Date Presented 03/31/2022

Research demonstrates that decline in visual processing speed is a critical risk factor for drivers with medical conditions. Using visual scanning technology, this research examined the reaction times between medically at-risk adult drivers and healthy controls. In addition to significant differences between the two groups, results among three common types of diagnoses suggest that the Vision Coach™ can discriminate fitness-to-drive outcomes using a simple timed test using the technology.

Primary Author and Speaker: Victoria Penna

Additional Authors and Speakers: Anne E. Dickerson

Visual processing speed is considered a critical factor for poor driving capacity in older adults (Dickerson & Niewoehner, 2012; Elgin et al., 2012). Visual perceptual skills are conceptualized as a hierarchy of skill that work together to help process our visual information (Warren, 1993). Individuals with deficits in this area will likely have difficulty with judgement and reaction to on-road events. There are limited assessments of visual processing speed. Recent studies support the use of the Vision Coach™ as an assessment tool, finding a statistically significant difference (p ≤ 0.001) between healthy young and older adult groups (Register, 2016). This study established normative data and these norms allowed us to examine if significant differences in visual reaction times exist between healthy adults and medically-at-risk adult drivers using the Vision Coach™, an interactive lightboard.

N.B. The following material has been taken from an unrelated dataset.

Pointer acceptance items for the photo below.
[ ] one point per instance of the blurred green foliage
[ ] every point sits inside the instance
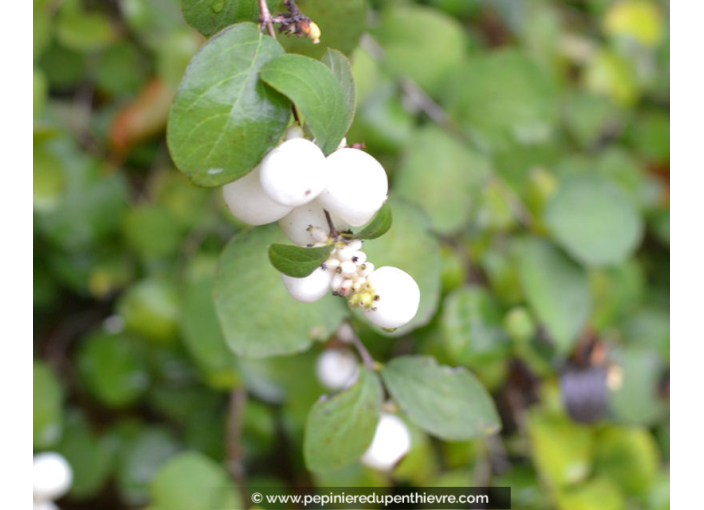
(527, 145)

PURPOSE: The specific research questions were: 1) is there a statistically significant difference in performance time between medically at-risk individuals and healthy controls, 2) does the type of medical condition (e.g., neurological, cognition, complex medical conditions) differentiate performance, and 3) can the Vision Coach™ visual processing speed feature differentiate between fit and unfit drivers.

DESIGN: A cross sectional quasi-experimental design was used to compare the visual processing reaction times between at-risk adult drivers and healthy controls.

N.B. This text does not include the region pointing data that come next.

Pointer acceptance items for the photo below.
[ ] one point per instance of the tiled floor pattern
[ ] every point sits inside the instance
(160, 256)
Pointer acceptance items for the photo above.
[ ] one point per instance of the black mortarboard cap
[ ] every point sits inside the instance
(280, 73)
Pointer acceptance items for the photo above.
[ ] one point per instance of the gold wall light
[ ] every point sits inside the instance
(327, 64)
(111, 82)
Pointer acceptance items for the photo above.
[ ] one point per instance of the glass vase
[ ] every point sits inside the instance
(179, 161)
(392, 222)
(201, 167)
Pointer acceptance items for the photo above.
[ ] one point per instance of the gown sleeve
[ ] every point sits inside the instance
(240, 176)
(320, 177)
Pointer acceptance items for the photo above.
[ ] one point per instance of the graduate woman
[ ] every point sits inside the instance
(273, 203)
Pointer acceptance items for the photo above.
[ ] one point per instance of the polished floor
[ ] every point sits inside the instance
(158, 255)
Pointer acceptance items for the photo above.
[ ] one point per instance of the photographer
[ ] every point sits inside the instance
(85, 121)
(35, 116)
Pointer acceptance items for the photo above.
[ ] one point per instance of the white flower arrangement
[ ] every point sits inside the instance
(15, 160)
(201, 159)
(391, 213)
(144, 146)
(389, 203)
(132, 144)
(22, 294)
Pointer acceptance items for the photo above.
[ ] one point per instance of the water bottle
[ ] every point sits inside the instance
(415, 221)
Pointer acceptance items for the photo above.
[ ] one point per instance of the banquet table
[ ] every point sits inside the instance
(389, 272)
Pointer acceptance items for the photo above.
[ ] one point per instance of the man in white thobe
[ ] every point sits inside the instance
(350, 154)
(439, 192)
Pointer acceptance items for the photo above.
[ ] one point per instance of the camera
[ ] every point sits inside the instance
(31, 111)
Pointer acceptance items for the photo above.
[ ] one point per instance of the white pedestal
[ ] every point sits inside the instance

METHOD: Participants were medically-at-risk drivers referred for a comprehensive driving evaluation to determine their fitness to drive. The Vision Coach™ Full Field 60 task was used to collect reaction times. This task required participants to tap 60 randomly illuminated red dots on the board. The dots appeared one at a time measuring the time (seconds) the participant saw and touched all 60 dots. One practice trial was used, followed by three testing trials that were averaged together. The healthy controls group (n = 242) had an average age of 50 and the medically-at-risk group (n = 35) had an average age of 60.5. Within the at-risk group, participants were divided into three separate diagnostic categories based on their primary diagnosis. The three fitness to drive outcomes were pass, fail, or needing restrictions.

RESULTS: A propensity score method based on age and gender was used to account for the difference in sample sizes by weighting the participants from the two studies for a fair comparison between the two groups. Independent t-tests showed a significant difference t(275) = -6.42, p = <.001 in trial times between healthy controls (M = 53.52 +/-10.82) and medically-at-risk adults (M = 72.54 +/-17.04). No significant difference was found between the diagnostic groups, F(2, 32) = 2.09, p = .141. Lastly, the Vision Coach™ was able to differentiate between those who passed and those who failed a driving evaluation, F(2, 32) = 8.28, p = 0.001.

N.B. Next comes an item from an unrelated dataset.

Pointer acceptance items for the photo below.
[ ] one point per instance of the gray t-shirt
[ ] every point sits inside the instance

CONCLUSION: Results demonstrated medically-at-risk drivers have significantly slower or impaired visual processing skills. The diagnosis type did not make a difference, which allows this task to be used as a universal screening tool for determining driving risk. Most importantly, the Vision Coach™ differentiated between the three outcomes of fitness to drive: pass, fail, and needing restrictions.

IMPACT: This study provides research evidence that visual processing speed is a critical skill that helps in determining fitness to drive. The use of this relatively easy task can significantly assist the general practice of OTs in their ability to determine who needs further assessment for a driving evaluation, and it can be used as an outcome tool for improving processing speed.


Dickerson, A, E. & Niewoehner, P. (2012). Analyzing the complex instrumental activities of daily living of driving and community mobility. In M. J, McGuire & E. S. Davis (Eds.), Driving and community mobility: Occupational therapy strategies across the lifespan (pp. 137-171). Bethesda, MD: American Occupational Therapy Association, Inc.

Elgin, J., Owsley, C., & Classen, S. (2012). Vision and driving. In M. J, McGuire & E. S. Davis (Eds.), Driving and community mobility: Occupational therapy strategies across the lifespan (pp. 173-219). Bethesda, MD: American Occupational Therapy Association, Inc.

Warren, M. (1993). A hierarchical model for evaluation and treatment of visual perceptual dysfunction in adult acquired brain injury, part 1. American Journal of Occupational Therapy, 47(1), 42-54.

Register, Joshua. (2016). Effects of gender and age on reaction time during Vision Coach™ task [Unpublished master’s thesis]. East Carolina University.